Jackie Newman, Fresno

State leaders impoverish us

Responding to the recent Dan Walters’ column of July 20, it is not high housing cost alone, but California government itself that is impoverishing us.

As a blind person who uses Lyft and Uber for my transportation needs, I am paying and will continue to pay a penalty for California’s demands on those companies. Just last night, I paid $20 to go less than two miles. Thank you, rich Democrats!

Our income will not increase with the new demands of a $15 minimum wage or the subsequent inflation that will no doubt follow. We are taxpayers, but I guess that's not enough, even though my annual tax bill is also my largest yearly expense! I won't lie, this really angers me.

David McElroy, Visalia

Newsom, fracking a bad combination

At any moment 256 fracking permits could be issued in our earthquake-prone state. No more!

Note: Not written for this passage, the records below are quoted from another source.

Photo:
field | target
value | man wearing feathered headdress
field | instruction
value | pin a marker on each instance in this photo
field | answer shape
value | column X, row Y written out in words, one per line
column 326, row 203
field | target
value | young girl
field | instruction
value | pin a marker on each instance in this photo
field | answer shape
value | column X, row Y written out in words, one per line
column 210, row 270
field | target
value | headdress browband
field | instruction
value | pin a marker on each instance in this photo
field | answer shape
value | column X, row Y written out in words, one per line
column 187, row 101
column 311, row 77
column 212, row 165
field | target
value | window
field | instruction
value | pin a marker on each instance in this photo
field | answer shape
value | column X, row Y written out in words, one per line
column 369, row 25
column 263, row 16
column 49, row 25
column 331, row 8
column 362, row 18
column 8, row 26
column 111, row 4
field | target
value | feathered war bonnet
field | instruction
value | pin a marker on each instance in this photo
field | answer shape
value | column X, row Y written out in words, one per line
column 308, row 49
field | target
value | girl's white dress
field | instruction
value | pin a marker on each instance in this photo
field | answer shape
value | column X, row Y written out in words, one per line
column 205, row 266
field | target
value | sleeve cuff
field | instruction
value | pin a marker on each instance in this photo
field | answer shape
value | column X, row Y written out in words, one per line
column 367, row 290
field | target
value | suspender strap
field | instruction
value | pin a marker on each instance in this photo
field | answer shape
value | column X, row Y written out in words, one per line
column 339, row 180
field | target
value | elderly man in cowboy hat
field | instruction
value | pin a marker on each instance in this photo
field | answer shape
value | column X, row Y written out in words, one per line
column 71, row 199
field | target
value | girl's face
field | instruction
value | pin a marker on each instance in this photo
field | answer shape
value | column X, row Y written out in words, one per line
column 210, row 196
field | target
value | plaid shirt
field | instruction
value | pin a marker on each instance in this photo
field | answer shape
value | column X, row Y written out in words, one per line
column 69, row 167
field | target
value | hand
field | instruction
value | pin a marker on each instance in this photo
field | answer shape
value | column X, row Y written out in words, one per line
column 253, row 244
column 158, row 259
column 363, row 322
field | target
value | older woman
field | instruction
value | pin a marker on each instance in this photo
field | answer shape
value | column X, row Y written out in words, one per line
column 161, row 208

As we left work heading into the Fourth of July weekend, the Newsom administration issued 12 new fracking permits to Chevron. This is the third set of permits issued after the governor’s nine-month moratorium effectively ended when 24 permits were given to Aera Energy during the height of the COVID-19 pandemic last April. In June 12 more permits went to Aera.

Newsom pledged California would be reliant on renewable energy by 2045. But 6,000 permits for oil/gas wells have been issued.Why is he enabling a failing industry? Fracking has much higher variable costs than traditional oil, and the well production is very front loaded, meaning producers need to drill new wells all the time to maintain production.

Fracking pollutes the air, land and water. Communities disproportionately affected by the devastating combination of climate change and the pandemic are the same suffering from these poisonous toxins. During COVID-19 Newsom says he’s putting our health first. To truly follow through he needs to issue an executive action to halt all fracking. He has the power — I ask if he has the political will?